Title: The Great Gatsby
Author: F. Scott Fitzgerald
Originally Published: April 10, 1925
Format: Kindle Edition|193 pages
The Great Gatsby can be perceived as a story that represents the decline of the American Dream in the 20s. Set in post World War One, at a time commonly known as the Jazz Age, the novel is characterized by the moral emptiness of certain characters, social decay, superficiality and money as driving mechanism of society. The novel revolves around Jay Gatsby, the self-made millionaire, and Daisy Buchanan, a young woman whom he fell in love with in his youth. The plot seems to be basic and sometimes it might come off as boring, but if the book is not read carefully many elements, such as the importance of false appearances and illusions, can be missed.
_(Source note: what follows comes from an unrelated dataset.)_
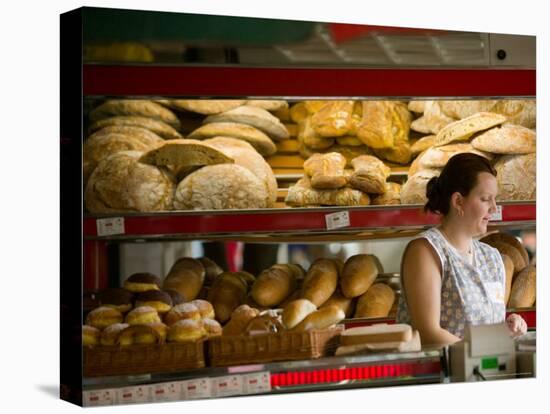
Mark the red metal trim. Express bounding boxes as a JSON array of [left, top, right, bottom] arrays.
[[84, 204, 536, 237], [83, 240, 109, 292], [83, 65, 536, 97]]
The novel perfectly depicts the period approaching the Great Depression when people questioned what was considered normal, moral and appropriate. The consumer society of the 20s was focused on a financial value system; money represented freedom, comfort and a way to gain popularity.
We see the whole novel through Nick Carraway’s eyes, who is both the narrator and a participant. He lives next door to the mysterious Jay Gatsby who hosts countless lavish parties. He can’t be fully trusted, his narration is distorted both by him being taken over by the glamour of the city and the numerous gossips and speculations. Throughout the novel, although Nick is the narrator and the only source of information, the only details given are from what he witnessed from a safe distance, heard about or was told about.
Something I found really interesting and very enjoyable was the dry, mocking humour of the characters which could be considered one of the stylistic peculiarities of F. Scott Fitzgerald. In order to create a tone specific for the Jazz Age, the author contrasts the metaphorical and poetical descriptions with the ordinary language spoken by the other characters, especially characters of lower class. Thus, by combining the common language of characters with the sophisticated language of other characters, he outlines numerous features of the Jazz Age.
All in all, I think The Great Gatsby is a book of high literary merit, although, If I’m being honest, it’s a tiny bit overrated. I would recommend it to anyone who would like to read a short and accessible book about the American cultural values: society and class, money, beauty standards and The American Dream.